= Business operating system (management) =

Collection of business processes

The term business operating system (BOS) refers to standard, enterprise-wide collection of business processes used in many diversified industrial companies. The definition has also been extended to include the common structure, principles and practices necessary to drive the organization.

Diversified industrial companies like Ingersoll Rand, Honeywell, and Danaher have adopted a standard, common collection of business processes and/or business process improvement methodologies which they use to manage strategy development and execution. In the case of Danaher, the business system is a core part of the company's culture and is seen as one of the key drivers of corporate performance.

The objectives of such systems are to ensure daily work is focused on the organisation's strategic objectives and is done in the most efficient way. The systems deal with the questions "why" (purpose of the work), "what" (specific objectives of the work) and "how" (the processes used to do the work). The Toyota Production System is focused on both how to make cars, and how to improve the way cars are made. A third objective can also be added, which is to improve the business system itself by identifying or improving the component tools and techniques.

== Terminology ==
Terms used to describe such systems include:
- XPS - meaning “Company-specific Production System" with the X standing in place of the company name
- Business System
- Management Operating System

== Examples of business operating systems ==
- Toyota's Toyota Production System (TPS) is one of the earliest examples, developed between 1948 and 1975
- Danaher is well known for its Danaher Business System (DBS)
- Fortive (a company that split from Danaher in 2016) has the Fortive Business System (FBS) which is derived from the DBS
- Ingersoll Rand established the Ingersoll Rand business operating system (BOS) to describe the six enterprise focus areas and its process improvement method (Lean Six Sigma).
- Honeywell has the Honeywell Operating System (HOS)
- United Technologies had the Achieving Competitive Excellence (ACE) Operating System
- Magellan Operating System (Magellan Aerospace)
- Entrepreneurial Operating System (E.O.S.) is used primarily by SMEs and taught by over 850 professional implementers
- Synozur’s Company Operating System™ is an example of a modern business operating system, combining management frameworks with the Vega software platform to support strategy definition, goal setting, and ongoing execution cadence.
- Business in a Box is an example of a modern cloud-based Business Operating System (BOS) for small and medium-sized businesses. It brings structure, HR management, workflows, frameworks, knowledge, collaboration, and AI into an integrated platform.
- ProSlot BOS is an example of a modern SaaS business that creates Custom Business Operating Systems for small to midsize businesses tailored to their needs.

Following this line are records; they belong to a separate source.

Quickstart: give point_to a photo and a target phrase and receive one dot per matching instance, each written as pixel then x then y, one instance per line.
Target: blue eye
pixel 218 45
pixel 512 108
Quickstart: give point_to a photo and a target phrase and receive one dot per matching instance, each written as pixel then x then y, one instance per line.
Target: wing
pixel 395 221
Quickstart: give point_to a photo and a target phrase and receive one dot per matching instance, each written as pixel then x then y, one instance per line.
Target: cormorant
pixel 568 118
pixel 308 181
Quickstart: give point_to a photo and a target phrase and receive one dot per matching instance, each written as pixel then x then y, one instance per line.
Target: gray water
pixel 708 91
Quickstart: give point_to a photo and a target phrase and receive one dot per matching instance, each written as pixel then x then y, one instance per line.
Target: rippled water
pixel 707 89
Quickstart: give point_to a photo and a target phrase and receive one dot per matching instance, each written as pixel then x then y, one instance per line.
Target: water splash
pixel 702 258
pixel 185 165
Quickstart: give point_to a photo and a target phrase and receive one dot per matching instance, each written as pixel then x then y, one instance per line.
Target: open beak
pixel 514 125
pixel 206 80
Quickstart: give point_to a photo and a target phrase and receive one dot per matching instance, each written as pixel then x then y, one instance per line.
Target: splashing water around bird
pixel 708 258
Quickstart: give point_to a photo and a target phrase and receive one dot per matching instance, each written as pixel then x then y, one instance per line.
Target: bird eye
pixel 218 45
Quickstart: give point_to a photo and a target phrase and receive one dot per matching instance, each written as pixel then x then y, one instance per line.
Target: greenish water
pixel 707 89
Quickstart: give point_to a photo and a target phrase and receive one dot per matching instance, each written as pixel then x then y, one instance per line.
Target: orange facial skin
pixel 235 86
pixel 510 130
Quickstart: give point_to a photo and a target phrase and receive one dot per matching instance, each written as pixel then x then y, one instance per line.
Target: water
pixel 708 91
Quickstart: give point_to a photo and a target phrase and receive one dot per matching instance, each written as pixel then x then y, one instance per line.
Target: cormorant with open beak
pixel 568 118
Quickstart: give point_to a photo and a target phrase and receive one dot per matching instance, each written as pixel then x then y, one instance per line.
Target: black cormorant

== List of common features ==
Many of business operating systems share common features. This is because the systems are derived from other known systems, and from established methods and practices for business management. The following is a list of features that appear in several systems.
- Hoshin Kanri, a strategic planning methodology developed by Yoji Akao, used to create goals, assign them measurable milestones, and assess progress against those milestones (Hoshin Kanri is also referred to as Policy Deployment or X-Matrix)
- Standard work - the best and most reliable methods and sequences for each work process which is used as the basis for sustaining improvements
- Process improvement methodologies: Lean, Six Sigma, and Kaizen are popular approaches incorporated in business systems
- Just-in-time manufacturing
- Gemba walks
- Jidoka - "automation with a human touch" where human intervention is used to improve machine performance
- Visual controls or visual management where management processes (e.g. checking) use simple graphics to show problems at a glance
- Problem solving techniques such as root cause analysis
- Technology: While these standard business operating systems may inform or be linked to a company's technology platform, they more commonly refer to the way the company manages complex business processes in a common way across its diverse portfolio of businesses.